木造住宅でも柱や梁に使用する構造材の樹種は多種多様です。樹種の特長によって使用する位置が違うほかに、建物自体の金額を下げる目的もあります。では、どのような特徴があるのでしょうか?

contents19_contents_top

柱や梁は杉や桧が当たり前ではない時代

日本は戦時中において山の木を大量に使い戦争を行いました。戦後は復興の名の下に成長が早く加工がしやすい杉を多く植樹しました。そのことから国民病とも言える花粉症の原因の1つを生んでいます。

日本の山に多く生えている樹種として上記の杉意外に桧もあります。木造住宅において強い力に耐えられるこれらの材料は最適であり多くの住宅に使用されてきました。

例えば、
土台は桧、ヒバなどを使用します。耐水性に優れており、床下からの湿気などに強いです。また、シロアリに対して食べられにくいとも言われています。
柱は杉や桧などを使用します。構造的に耐力が強いことからですね。梁は杉や赤松などを使用します。上からかけられる力だけではなく、横からかけられる力に強いことが採用されるポイントです。

樹種の特性を活かして適材適所に必要な木を使用することが日本の気候に合った強い家をつくり、メンテナンス性においてもメンテナンスしやすい家をつくると言えます。

しかし、最近は使用料の減少が目立っています。

外来材の使用量が増え続ける

原因の1つは外来材の使用です。一般的にはカナダやアメリカ地方、東南アジア地方、隣国である中国などが多いです。

多くの材料があるため単価が低い場合や人件費が安いために輸入しても日本の材料より安く入荷できることがポイントになります。

アメリカ大陸より輸入される米杉、米松などを使用することも多いです。これらの樹種はカナダなどの寒い地方で育つことが多く、年輪が密に詰まっているため構造的にも強い力に耐えることができます。

近年はより安価な材料を求めて東南アジアからパインなどを柱などに使用するケースも出てきました。暖かい地方で育った樹木は1年に大きく成長するため年輪の幅が広く構造的に強い力に耐えられないケースが多いです。
しかし、成長も早く人件費も安いため使用するハウスメーカーや工務店も増え続けています。

日本の建築基準法では地震に耐えうるための金物の工法は定めていても樹種までは定めていません。
一度気になる方はハウスメーカーや工務店にご確認ください。

集成材を使用するのは一長一短

柱や梁に集成材をしようするケースも増えてきました。集成材とは文字の通り「集まって成す材料」であり、細くカットされた材料を接着剤で貼り付け1つの材料としています。
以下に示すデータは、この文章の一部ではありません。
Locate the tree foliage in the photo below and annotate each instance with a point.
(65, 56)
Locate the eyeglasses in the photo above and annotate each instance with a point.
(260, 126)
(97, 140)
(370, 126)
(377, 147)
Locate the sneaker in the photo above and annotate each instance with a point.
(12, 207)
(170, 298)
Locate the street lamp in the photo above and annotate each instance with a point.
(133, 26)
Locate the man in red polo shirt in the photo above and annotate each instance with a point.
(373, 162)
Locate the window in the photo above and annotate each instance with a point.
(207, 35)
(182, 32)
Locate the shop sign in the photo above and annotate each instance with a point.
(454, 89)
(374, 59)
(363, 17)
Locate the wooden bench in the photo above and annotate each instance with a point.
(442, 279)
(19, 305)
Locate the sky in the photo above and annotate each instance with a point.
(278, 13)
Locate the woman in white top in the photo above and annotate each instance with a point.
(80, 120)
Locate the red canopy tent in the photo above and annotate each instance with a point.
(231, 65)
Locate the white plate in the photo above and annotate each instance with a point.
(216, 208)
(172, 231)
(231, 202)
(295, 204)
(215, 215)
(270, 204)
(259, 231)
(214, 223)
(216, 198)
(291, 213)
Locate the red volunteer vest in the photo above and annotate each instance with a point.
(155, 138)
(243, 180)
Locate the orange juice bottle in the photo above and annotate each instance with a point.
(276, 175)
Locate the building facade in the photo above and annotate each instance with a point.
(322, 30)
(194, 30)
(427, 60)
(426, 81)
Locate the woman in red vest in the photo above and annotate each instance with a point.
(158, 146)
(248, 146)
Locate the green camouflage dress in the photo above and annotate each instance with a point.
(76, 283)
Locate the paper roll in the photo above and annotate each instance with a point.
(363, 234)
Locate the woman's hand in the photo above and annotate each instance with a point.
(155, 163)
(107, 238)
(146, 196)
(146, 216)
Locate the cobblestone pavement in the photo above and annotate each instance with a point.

カットした材を接着するという手間がかかるため、通常の木(無垢材)に比べ、安くなる場合と高くなる場合があり、金額的にはあまり変わりません。

contents19_image01

集成材の良い点としては、
接着剤で貼り合わせているため、どれだけでも長い材料や大きい材料を作ることができ、変形した家や大きく吹き抜けた家など、あらゆる形に対応した材料を作ることができることです。
また、ハウスメーカーや工務店の視点からは、木造住宅の場合は新築後1~2年くらいは樹木が収縮によって動きます。それにより珪藻土仕上げの壁が割れるといった問題が起こる場合があります。集成材は収縮する量が極めて小さいため問題が起きにくい材料と言えます。

集成材の悪い点としては、 接着剤で貼り合わせているため、接着剤が気化しシックハウス症候群の原因が強まる可能性があるということです。 また、構造用として集成材が用いられはじめ30年程度です。50年や100年は代々住み続けたいと言った要望に対してまだ未知数なところもあります。接着剤を信用するぐらいなら無垢材を使用するという考えも一部であります。